INSIGHTS: Would you merge two similar products or run them separately?




This is a common challenge data scientists face in large companies having different, but somewhat similar, products (Messenger-Whatsapp, Airbnb-Hotel Tonight, etc.). Should the different products be merged into just one product/app or live separately? From a data science perspective, how to estimate whether the main metric (engagement, revenue, etc.) will be higher with two separate apps or just one?

We can safely guess that many users use both apps. Whatsapp has almost 3 billion users and Messenger 1 billion or so. It would be hard to imagine those numbers are achievable with no overlap in user base.
Assuming we have full data about user behavior for both apps, the main question we want to answer is how users interact with them. What are the differences in usage? Why are they switching from one to the other one? Are they taking different actions when chatting on Messenger vs Whatsapp? Are they chatting with the same people or different ones? Are chats longer on one app? Essentially, do the different apps serve different purposes or it is fairly irrelevant for people whether they use one or the other one?

The more overlap there is in user behavior across the apps, the safer would be to merge them. If users are using the apps in different ways, merging them would be very complicated and risky. For instance, currently Whatsapp makes it easier to take and send pictures or to make phone calls. Messenger makes it easier to post a story. Which feature would take priority in a hypothetical final app?

Eventually, you want to treat this just like any other data science problem. Most of data science is based on the idea of trying small and incremental changes via A/B testing. Create a clearly defined hypothesis, test it, look at the results, iterate. There is no reason why here the approach should be different. A major sudden change like merging the apps would imply so many changes, effectively making it impossible to test any small hypothesis independently.
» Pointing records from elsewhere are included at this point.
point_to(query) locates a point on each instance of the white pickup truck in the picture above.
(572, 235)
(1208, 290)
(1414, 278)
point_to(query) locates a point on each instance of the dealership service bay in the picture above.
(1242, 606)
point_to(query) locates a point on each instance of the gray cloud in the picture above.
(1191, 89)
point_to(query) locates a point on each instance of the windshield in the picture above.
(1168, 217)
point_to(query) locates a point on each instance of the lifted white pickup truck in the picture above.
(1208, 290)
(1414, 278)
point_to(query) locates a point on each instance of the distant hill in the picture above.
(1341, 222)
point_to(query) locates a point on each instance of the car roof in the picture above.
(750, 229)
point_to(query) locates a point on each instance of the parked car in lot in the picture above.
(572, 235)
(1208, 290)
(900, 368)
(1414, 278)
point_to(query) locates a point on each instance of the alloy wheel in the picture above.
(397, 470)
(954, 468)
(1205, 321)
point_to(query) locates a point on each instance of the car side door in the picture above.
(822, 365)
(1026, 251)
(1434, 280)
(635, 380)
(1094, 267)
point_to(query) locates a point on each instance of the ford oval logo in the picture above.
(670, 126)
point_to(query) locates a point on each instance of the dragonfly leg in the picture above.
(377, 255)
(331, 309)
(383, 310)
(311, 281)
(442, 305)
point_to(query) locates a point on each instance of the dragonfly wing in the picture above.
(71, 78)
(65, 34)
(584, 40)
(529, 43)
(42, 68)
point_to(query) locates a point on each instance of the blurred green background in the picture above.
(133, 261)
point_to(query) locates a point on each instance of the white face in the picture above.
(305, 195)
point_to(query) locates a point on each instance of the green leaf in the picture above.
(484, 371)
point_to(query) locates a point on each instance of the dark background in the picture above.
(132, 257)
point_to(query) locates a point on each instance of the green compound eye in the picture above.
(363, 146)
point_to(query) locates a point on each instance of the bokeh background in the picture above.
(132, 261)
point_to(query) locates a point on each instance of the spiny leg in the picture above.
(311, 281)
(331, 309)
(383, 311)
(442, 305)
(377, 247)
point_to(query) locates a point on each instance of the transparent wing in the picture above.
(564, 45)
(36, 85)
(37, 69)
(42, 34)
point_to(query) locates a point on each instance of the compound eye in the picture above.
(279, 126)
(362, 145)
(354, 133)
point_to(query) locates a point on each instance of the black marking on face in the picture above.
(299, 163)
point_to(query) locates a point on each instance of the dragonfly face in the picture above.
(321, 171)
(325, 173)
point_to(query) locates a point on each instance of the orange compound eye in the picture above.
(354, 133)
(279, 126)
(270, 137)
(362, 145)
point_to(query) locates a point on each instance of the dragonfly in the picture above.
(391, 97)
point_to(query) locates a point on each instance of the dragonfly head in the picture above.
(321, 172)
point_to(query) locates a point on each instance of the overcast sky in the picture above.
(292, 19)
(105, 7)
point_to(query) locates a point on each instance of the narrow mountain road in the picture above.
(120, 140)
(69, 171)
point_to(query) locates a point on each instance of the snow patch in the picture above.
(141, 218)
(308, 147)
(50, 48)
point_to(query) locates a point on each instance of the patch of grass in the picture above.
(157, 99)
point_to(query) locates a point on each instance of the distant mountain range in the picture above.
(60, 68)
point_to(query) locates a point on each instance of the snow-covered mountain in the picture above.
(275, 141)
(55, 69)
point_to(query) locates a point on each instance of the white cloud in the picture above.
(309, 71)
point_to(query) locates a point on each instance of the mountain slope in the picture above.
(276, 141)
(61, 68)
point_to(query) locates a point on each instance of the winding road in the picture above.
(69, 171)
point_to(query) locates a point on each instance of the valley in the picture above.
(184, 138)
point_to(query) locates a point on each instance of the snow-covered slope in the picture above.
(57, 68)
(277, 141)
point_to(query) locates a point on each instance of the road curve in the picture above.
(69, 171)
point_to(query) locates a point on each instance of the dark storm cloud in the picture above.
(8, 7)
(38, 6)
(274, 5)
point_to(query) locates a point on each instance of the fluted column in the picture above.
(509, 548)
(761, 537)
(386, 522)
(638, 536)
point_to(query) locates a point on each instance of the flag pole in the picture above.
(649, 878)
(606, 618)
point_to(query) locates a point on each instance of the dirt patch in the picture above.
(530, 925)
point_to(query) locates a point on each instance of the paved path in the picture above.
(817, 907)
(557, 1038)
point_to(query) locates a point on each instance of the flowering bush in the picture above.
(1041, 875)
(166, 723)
Instead, it would be much more sound and safer to go step by step, one small test at the time, trying to make the two app UI/UX become more similar. If, as the apps start converging, you can show that engagement goes up, keep iterating. If, as you test feature by feature trying to make the apps more similar, engagement drops, then figure out why and either try different tests or, in the extreme case, give up on the idea and just develop the two apps separately.

Example: currently, posting a story on Messenger is one tap. It is two taps on Whatsapp. Use current data to identify the impact of that feature on, say, engagement. Then decide if you want to test making it one tap on Whatsapp too or 2 taps on Messenger. In any case, test a UI change such that it becomes the same number of taps in both apps. If engagement wins after the test, keep iterating moving to a new feature that’s implemented differently in the two apps. And so on.